Infiltrado na klan: a mágica de fazer um filme de época parecer o mais atual de todos
por Viviane Loyola
Fui ao cinema assistir a Infiltrado na Klan e acabei assistindo aos meus pesadelos na tela. O filme é sobre o que me aflige, fala do perigo de uma onda conservadora tomar conta da sociedade, ocupar o podre, e de preconceitos serem banalizados. O filme é político. Não adianta. O filme é de Spike Lee. Não seria diferente. Se você está com dificuldades no momento de encarar os fatos políticos, vai ficar incomodado. Tendo sensibilidade vai ficar mexido porque o filme escancara o racismo, as práticas nefastas da Ku Klux Klan. O filme não é hipócrita. O racismo tem a conivência de autoridades políticas, está impregnado tanto no pensamento de uma elite branca dominante quanto nas falas do cidadão médio americano. O protagonista do filme é o primeiro detetive negro da cidade de Colorado Springs e convive com as chacotas de seus colegas. O racismo se expressa nos olhares de estranhamento de uns com os outros, nas piadas de rua, nos programas de entrevistas, nas conversas cotidianas na delegacia. Está em toda parte e atinge às minorias, negros, judeus, imigrantes e homossexuais. A Ku klux Klan é apenas uma explicitação da intolerância, uma derivação política do ódio étnico.
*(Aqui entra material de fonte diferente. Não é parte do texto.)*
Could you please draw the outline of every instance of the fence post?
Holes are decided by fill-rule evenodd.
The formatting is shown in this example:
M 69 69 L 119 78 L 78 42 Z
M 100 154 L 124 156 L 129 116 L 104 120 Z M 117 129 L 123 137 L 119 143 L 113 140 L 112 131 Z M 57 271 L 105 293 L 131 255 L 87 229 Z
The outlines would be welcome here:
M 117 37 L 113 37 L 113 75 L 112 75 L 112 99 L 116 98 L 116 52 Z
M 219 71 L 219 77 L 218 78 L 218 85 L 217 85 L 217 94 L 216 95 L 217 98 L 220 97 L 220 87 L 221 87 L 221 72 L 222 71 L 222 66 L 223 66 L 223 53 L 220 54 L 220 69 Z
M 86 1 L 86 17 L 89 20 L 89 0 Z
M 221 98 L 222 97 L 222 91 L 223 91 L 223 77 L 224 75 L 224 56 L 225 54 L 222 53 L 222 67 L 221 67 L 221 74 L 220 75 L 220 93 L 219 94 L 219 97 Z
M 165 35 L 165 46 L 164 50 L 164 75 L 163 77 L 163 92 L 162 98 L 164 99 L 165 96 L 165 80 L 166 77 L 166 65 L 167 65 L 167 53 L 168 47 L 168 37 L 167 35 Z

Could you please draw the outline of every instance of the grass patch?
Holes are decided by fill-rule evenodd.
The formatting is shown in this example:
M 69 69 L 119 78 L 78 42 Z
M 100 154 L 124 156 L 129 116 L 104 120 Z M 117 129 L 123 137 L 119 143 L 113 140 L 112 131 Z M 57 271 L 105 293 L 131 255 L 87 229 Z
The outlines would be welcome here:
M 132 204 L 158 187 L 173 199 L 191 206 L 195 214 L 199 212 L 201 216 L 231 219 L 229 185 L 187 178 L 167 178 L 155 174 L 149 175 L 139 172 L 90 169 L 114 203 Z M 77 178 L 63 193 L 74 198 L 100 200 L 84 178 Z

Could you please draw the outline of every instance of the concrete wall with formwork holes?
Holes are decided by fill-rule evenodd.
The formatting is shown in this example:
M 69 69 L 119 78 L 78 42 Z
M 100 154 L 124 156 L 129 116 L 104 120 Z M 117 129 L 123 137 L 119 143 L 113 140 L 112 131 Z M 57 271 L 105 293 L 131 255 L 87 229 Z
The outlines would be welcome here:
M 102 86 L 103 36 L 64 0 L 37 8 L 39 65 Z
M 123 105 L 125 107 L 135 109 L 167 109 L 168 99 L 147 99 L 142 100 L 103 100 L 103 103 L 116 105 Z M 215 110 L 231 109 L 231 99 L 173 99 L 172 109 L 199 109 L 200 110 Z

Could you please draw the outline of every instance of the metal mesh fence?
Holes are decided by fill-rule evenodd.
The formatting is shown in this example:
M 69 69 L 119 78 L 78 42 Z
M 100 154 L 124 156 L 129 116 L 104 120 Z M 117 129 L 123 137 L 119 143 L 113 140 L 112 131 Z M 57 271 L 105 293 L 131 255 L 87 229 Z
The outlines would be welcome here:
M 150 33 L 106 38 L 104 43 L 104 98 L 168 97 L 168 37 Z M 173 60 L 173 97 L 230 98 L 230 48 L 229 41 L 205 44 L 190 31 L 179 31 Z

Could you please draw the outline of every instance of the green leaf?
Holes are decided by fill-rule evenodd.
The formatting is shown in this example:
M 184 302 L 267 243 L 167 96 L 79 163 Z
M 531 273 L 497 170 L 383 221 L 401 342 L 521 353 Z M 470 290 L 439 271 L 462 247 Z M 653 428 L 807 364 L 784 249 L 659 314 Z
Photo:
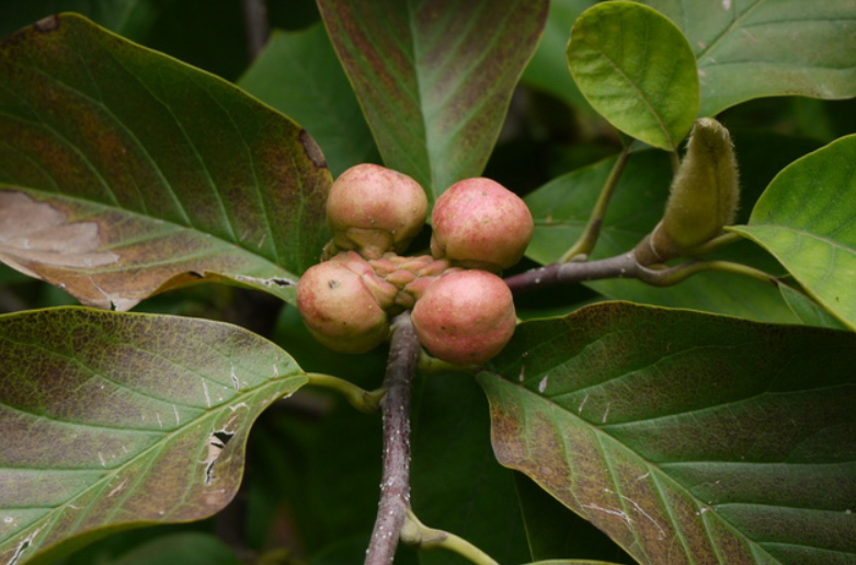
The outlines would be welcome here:
M 522 324 L 479 382 L 498 459 L 639 563 L 829 565 L 856 558 L 854 364 L 846 332 L 613 302 Z
M 581 13 L 594 4 L 595 0 L 551 1 L 544 36 L 521 78 L 523 82 L 590 113 L 593 111 L 589 102 L 568 72 L 564 49 L 568 46 L 568 30 Z
M 432 376 L 413 397 L 413 511 L 426 526 L 459 535 L 499 563 L 529 558 L 514 476 L 490 447 L 484 395 L 473 379 Z M 498 534 L 501 532 L 501 534 Z M 448 552 L 419 552 L 422 565 L 467 564 Z
M 16 268 L 125 310 L 207 276 L 290 300 L 317 262 L 323 157 L 236 87 L 76 15 L 0 44 L 0 84 Z
M 112 32 L 139 39 L 166 2 L 161 0 L 18 0 L 0 3 L 0 37 L 62 10 L 77 12 Z
M 787 151 L 769 139 L 766 142 Z M 610 158 L 573 171 L 526 196 L 525 201 L 535 219 L 535 235 L 526 251 L 528 257 L 543 264 L 559 260 L 582 233 L 614 162 L 615 158 Z M 671 177 L 672 169 L 666 154 L 643 151 L 630 157 L 604 219 L 593 260 L 627 253 L 657 226 L 663 215 Z M 746 196 L 751 196 L 751 192 Z M 718 258 L 773 270 L 778 267 L 766 257 L 766 253 L 747 243 L 730 246 Z M 585 286 L 620 300 L 690 308 L 760 321 L 797 321 L 775 287 L 724 273 L 695 275 L 669 288 L 650 287 L 627 279 L 596 280 L 585 282 Z
M 219 511 L 253 420 L 306 382 L 240 327 L 84 308 L 0 316 L 0 372 L 3 563 Z
M 323 26 L 275 30 L 238 85 L 301 124 L 323 148 L 334 176 L 379 162 L 354 91 Z
M 625 134 L 677 148 L 698 112 L 693 49 L 669 19 L 632 2 L 597 4 L 577 20 L 568 66 L 592 106 Z
M 604 532 L 569 510 L 537 483 L 521 473 L 515 473 L 515 480 L 529 551 L 533 558 L 539 560 L 538 563 L 566 555 L 589 562 L 609 560 L 625 565 L 636 563 Z M 564 562 L 559 560 L 555 563 Z
M 547 18 L 546 0 L 320 0 L 387 166 L 434 200 L 479 176 Z
M 699 116 L 762 96 L 856 95 L 856 12 L 846 0 L 643 0 L 686 34 Z
M 781 171 L 749 226 L 733 228 L 769 251 L 829 312 L 856 330 L 856 136 Z
M 806 325 L 815 327 L 831 327 L 833 330 L 846 330 L 847 327 L 826 312 L 819 303 L 800 292 L 799 290 L 779 282 L 781 298 L 788 303 L 794 314 Z

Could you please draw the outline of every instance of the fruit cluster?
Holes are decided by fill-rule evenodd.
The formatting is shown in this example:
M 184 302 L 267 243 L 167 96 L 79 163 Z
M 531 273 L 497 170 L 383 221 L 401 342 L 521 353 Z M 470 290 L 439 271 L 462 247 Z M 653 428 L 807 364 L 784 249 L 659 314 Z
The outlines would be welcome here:
M 431 255 L 402 256 L 427 217 L 422 187 L 374 164 L 333 183 L 327 217 L 333 239 L 297 287 L 309 332 L 339 351 L 387 339 L 389 320 L 412 310 L 413 327 L 435 357 L 483 364 L 511 339 L 514 302 L 498 276 L 523 256 L 533 234 L 526 205 L 488 178 L 456 183 L 432 212 Z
Mas o racismo, o filme deixa claro, vai muito além de uma sigla.
O curioso é que o filme narra uma história real que se passa na década de 70, nos Estados Unidos, mas o diretor Spike Lee nos lembra que o passado pode ser revivido a qualquer momento e que o governo atual de Donald Trump se aproxima perigosamente de organizações racistas. Ao longo de meses, o detetive Ron Stallworth manteve conversas telefônicas com uma liderança da Ku Klux Klan. Nesses contatos ele fingia ser um homem branco, aliado da organização, e cumpria o dúbil papel de proferir xingamentos terríveis contra negros. Essa situação surreal confere ao filme momentos de humor, mas é sempre uma risada nervosa, a ironia como proteção aos piores sentimentos. Os contatos pessoais obviamente não poderiam ser feitos por Stallworth e um policial branco comparecia às reuniões se fazendo passar por ele. Formou-se uma dupla investigativa: o policial negro se comunicando por cartas e telefone com a lideranças e o policial branco se apresentando às reuniões e circulando pelas instâncias decisórias da Ku Klux Klan. Um plano engenhoso para se infiltrar nos meandros da organização e evitar ataques terroristas.
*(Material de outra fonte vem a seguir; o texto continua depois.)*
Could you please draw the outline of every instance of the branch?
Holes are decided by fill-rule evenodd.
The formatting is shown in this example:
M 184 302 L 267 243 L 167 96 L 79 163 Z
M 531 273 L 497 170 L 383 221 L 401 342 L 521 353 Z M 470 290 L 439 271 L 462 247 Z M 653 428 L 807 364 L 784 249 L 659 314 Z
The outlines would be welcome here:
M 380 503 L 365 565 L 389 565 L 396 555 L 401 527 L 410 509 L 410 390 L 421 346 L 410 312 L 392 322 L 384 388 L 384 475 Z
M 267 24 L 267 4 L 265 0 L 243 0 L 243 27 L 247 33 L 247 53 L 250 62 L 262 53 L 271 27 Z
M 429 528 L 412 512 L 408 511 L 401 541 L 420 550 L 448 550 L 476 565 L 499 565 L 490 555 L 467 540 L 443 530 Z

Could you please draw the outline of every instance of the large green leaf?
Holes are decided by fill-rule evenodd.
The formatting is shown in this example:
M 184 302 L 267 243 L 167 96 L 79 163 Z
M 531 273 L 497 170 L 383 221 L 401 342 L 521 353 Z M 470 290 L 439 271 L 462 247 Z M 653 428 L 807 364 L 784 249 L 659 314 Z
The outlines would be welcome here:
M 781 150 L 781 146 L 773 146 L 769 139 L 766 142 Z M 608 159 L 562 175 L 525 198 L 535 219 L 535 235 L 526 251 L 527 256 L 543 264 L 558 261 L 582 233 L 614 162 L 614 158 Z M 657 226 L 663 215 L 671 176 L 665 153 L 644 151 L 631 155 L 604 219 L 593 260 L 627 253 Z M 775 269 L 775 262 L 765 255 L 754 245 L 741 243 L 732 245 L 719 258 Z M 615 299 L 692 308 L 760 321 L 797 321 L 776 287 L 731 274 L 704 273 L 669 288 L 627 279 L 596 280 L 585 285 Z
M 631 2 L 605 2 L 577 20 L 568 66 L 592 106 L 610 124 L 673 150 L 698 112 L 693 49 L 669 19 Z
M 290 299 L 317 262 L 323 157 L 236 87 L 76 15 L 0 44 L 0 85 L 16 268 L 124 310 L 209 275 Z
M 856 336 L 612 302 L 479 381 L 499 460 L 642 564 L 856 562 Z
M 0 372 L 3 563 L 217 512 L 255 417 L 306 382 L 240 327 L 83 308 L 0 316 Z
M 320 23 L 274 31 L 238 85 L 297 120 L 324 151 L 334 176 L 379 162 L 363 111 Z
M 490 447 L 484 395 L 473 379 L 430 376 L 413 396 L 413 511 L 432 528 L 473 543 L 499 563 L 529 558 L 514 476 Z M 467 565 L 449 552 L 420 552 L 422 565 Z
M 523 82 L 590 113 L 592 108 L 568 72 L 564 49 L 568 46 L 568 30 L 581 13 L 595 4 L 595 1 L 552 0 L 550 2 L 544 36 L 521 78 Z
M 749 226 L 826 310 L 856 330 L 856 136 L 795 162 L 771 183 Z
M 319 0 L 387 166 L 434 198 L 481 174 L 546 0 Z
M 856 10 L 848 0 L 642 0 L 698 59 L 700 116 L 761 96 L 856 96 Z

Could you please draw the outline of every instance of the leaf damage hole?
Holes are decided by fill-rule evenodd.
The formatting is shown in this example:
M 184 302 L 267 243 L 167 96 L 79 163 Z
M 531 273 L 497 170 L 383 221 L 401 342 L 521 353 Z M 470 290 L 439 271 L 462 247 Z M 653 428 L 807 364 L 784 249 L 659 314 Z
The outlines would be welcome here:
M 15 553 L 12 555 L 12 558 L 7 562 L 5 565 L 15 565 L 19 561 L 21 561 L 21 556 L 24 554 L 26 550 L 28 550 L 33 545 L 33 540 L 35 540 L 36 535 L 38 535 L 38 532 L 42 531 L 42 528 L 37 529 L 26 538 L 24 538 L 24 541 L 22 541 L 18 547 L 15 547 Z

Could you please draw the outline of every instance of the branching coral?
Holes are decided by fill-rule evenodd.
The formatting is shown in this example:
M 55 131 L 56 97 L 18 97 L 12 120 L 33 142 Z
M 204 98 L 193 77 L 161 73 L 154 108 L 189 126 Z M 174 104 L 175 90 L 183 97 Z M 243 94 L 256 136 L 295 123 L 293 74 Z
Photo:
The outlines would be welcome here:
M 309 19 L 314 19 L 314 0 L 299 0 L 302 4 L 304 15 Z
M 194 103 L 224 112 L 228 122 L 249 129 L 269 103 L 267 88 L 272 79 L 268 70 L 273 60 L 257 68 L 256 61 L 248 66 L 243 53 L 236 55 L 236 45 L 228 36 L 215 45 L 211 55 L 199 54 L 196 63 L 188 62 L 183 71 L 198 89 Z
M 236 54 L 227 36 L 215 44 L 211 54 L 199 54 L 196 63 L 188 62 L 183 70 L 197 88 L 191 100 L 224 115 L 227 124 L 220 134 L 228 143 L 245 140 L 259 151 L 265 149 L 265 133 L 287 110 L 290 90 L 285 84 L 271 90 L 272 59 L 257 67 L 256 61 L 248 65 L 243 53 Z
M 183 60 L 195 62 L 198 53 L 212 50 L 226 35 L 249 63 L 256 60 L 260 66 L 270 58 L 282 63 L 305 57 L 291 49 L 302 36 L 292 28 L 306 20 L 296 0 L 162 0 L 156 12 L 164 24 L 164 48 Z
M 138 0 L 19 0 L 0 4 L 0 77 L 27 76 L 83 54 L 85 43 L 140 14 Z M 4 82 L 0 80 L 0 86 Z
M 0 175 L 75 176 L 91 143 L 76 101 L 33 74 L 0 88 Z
O tempo todo no cinema fiquei admirando a genialidade de Spike Lee na escolha oportuna do tema, no paralelo que realiza entre passado e presente. Porque ele fala de um caso real e isso confere realismo ao problema do racismo. Porque ele nos faz ter simpatia pelo protagonista, sem que o vejamos como vítima. Não se trata de um drama pessoal. O racismo aparece como um mal maior, uma doença social, que atinge a jovens militantes, famílias, pessoas em ambientes de trabalho. A solução é combatê-lo politicamente, na mídia, nos tribunais, nas manifestações populares, em todos os espaços possíveis. A melhor maneira de combatê-lo, sem negar jamais sua existência, é tema dos diálogos entre personagens e nos vemos envolvidos e capturados pela história. Uma história americana que busca confrontar o racismo nos Estados Unidos, mas que se mostra uma história universal sobre a perversão e os séculos de desigualdade social. Uma história que fala do racismo da Ku Klux Klan e nos faz lembrar por associação do Apartheid sul-africano, da Alemanha nazista, dos ataques terroristas xenófobos na Noruega, da miséria de vários países africanos, das senzalas brasileiras e do assassinato de milhares de jovens negros ainda hoje. Um diretor que consegue transformar um drama americano, que se passa nos anos 70, em um filme sobre a condição humana na atualidade. Toda minha admiração a Spike Lee por fazer essa mágica acontecer e por me fazer rir e chorar assistindo a um mesmo filme. Esses são sempre os melhores.